The technique, called in vivo engineering, bypasses the elaborate and expensive process that has defined CAR-T therapy for years: extracting a patient's immune cells, shipping them to a specialized manufacturing facility, reprogramming them to recognize and attack cancer, then shipping them back for infusion. That process has revolutionized treatment for certain blood cancers, but the cost and time involved put it out of reach for thousands of patients. "It's become a global access issue; many patients who would benefit from CAR-T cells either can't afford them or can't get them fast enough," said Justin Eyquem, PhD, an associate professor of medicine at UCSF and senior author of the study.

The new method uses two delivery tools injected directly into the body. One carries CRISPR-Cas9, the gene-editing tool often described as molecular scissors. The second carries the new DNA sequence needed to produce cancer-fighting CAR-T cells at the targeted site. That precision distinguishes the approach from the conventional method, which uses viruses to insert DNA randomly into the genome.

Co-first authors William Nyberg, PhD, and Pierre-Louis Bernard, PhD, both UCSF postdoctoral fellows, led experiments in mice engineered to carry human-like immune systems. In aggressive leukemia models, the single injection cleared cancer in nearly every animal within two weeks. In some organs, the in vivo-produced CAR-T cells made up as much as 40% of all immune cells, clearing cancer from both the bone marrow and spleen. The method also proved effective against multiple myeloma and a solid sarcoma tumor, a result researchers called especially significant because solid tumors have historically resisted CAR-T therapy.

The cells produced inside the body did not merely match their lab-manufactured counterparts. "What was especially remarkable was that the cells we're generating in vivo actually look better than what we make in the lab," Eyquem said. The immune response in treated mice started earlier and grew stronger than with older methods, and in some cases the number of cancer-fighting cells expanded many times faster.
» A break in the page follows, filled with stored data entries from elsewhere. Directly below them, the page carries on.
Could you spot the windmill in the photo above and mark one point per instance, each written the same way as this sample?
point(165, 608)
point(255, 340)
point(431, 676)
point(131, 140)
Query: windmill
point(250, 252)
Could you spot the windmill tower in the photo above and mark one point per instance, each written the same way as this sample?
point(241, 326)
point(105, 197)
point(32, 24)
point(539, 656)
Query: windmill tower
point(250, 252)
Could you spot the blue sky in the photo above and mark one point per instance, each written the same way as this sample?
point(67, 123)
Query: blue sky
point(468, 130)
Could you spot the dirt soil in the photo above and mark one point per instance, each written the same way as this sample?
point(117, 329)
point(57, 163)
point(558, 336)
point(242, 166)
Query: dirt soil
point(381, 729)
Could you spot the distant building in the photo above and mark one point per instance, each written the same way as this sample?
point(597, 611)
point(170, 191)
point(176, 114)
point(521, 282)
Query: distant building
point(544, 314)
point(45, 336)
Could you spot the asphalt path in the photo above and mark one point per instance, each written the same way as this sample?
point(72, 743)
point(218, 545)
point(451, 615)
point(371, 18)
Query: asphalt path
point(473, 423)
When researchers reintroduced cancer into mice that had already been treated, the immune system recognized and controlled it again, demonstrating immunological memory.
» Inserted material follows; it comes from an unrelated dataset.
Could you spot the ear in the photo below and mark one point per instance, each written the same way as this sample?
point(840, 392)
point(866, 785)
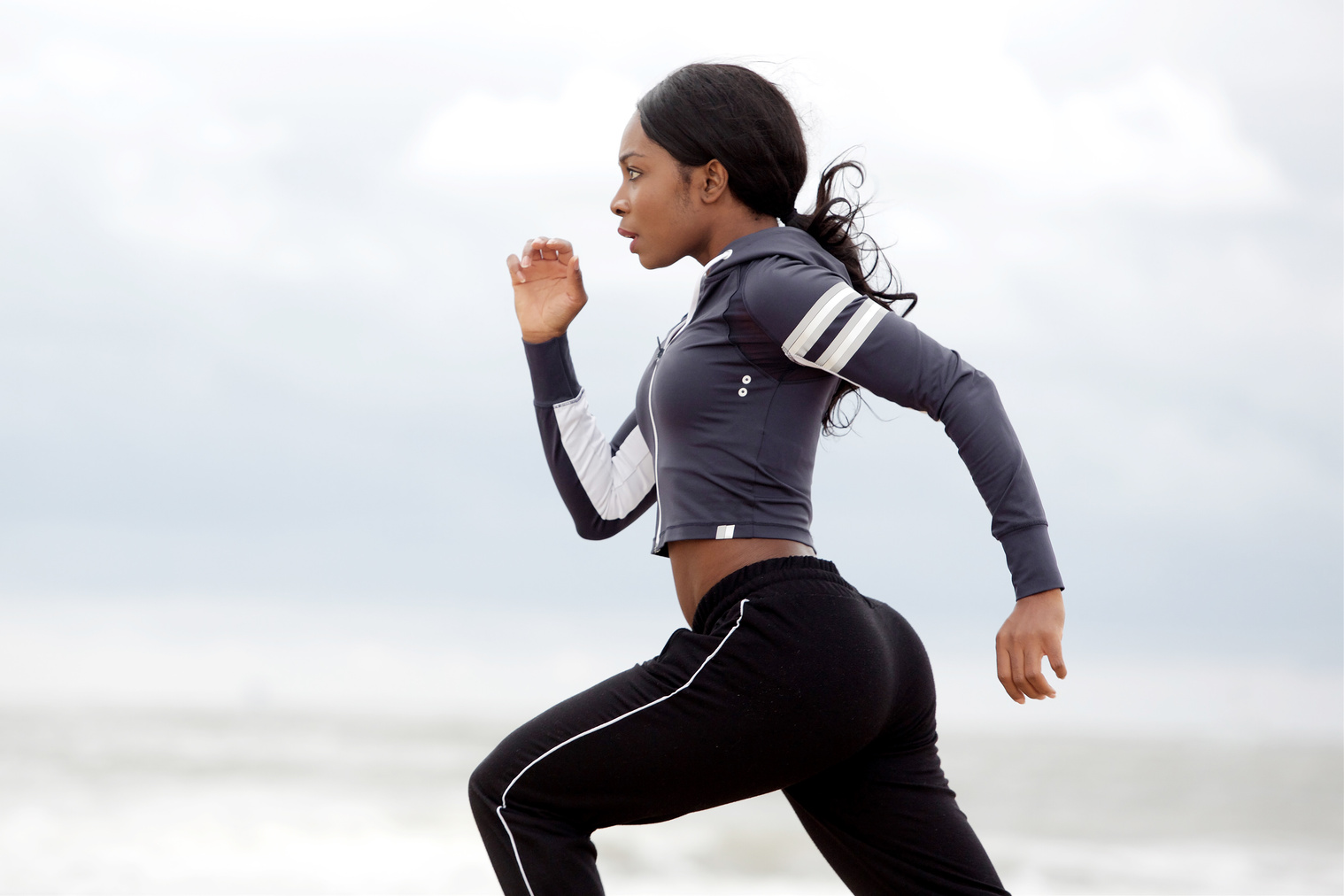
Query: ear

The research involved collaborators from the Gladstone-UCSF Institute of Genomic Immunology, the Innovative Genomics Institute, including Jennifer A. Doudna, PhD, and Jennifer R. Hamilton, PhD, and Duke University. The full UCSF author list spans more than two dozen researchers across the institution.
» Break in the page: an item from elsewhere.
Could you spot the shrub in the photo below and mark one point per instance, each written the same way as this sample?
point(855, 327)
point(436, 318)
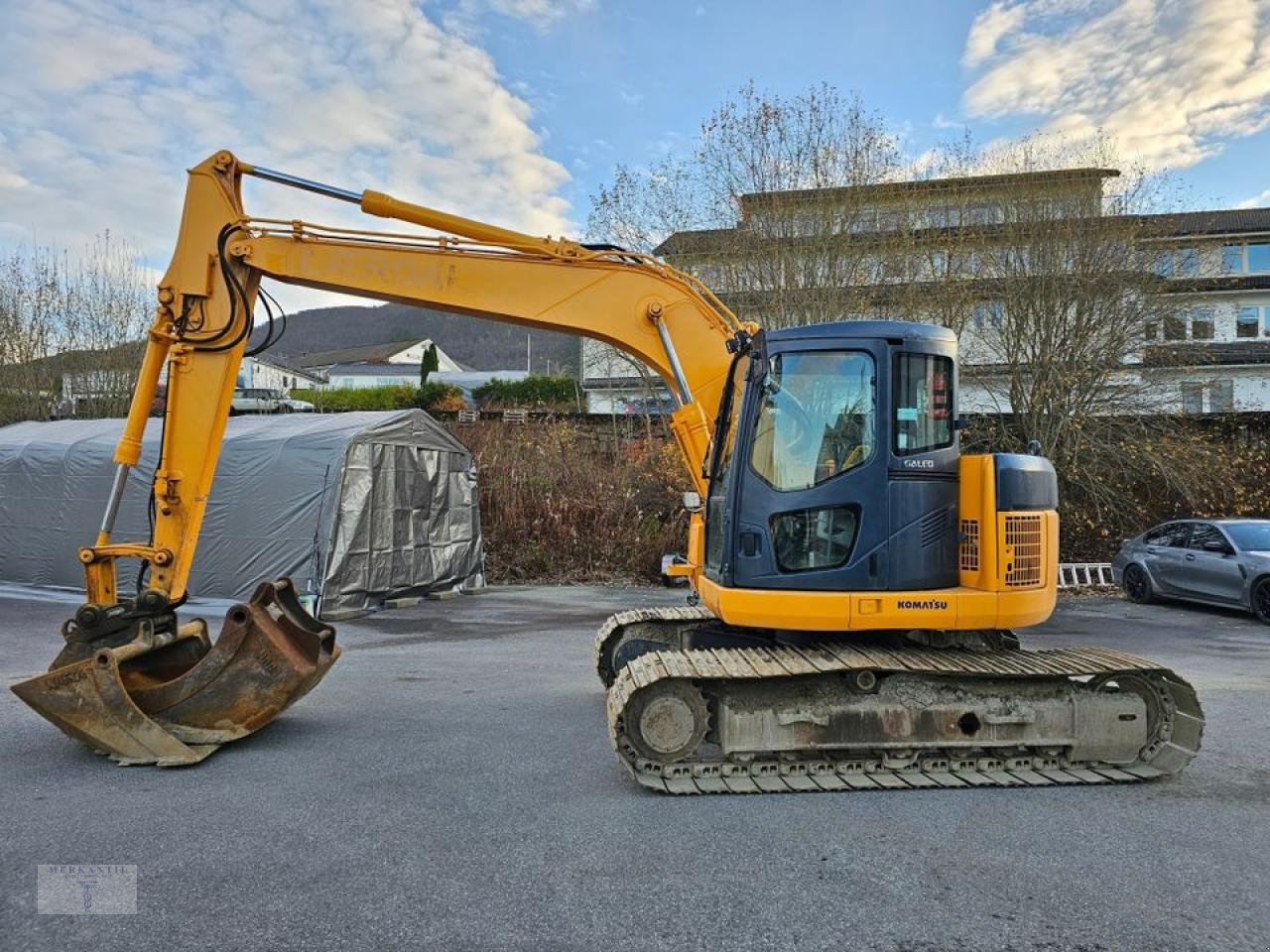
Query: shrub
point(532, 393)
Scientists said they hope the approach will eventually yield an off-the-shelf therapy, delivered like a vaccine, that could be administered to any patient with the same condition without requiring personalized manufacturing. "I think this is just the beginning of a big wave of new therapies that will be truly transformational and save a lot of lives," Eyquem said. The study remains preclinical; all reported results come from mouse models, and no human clinical trial data were included in the published findings.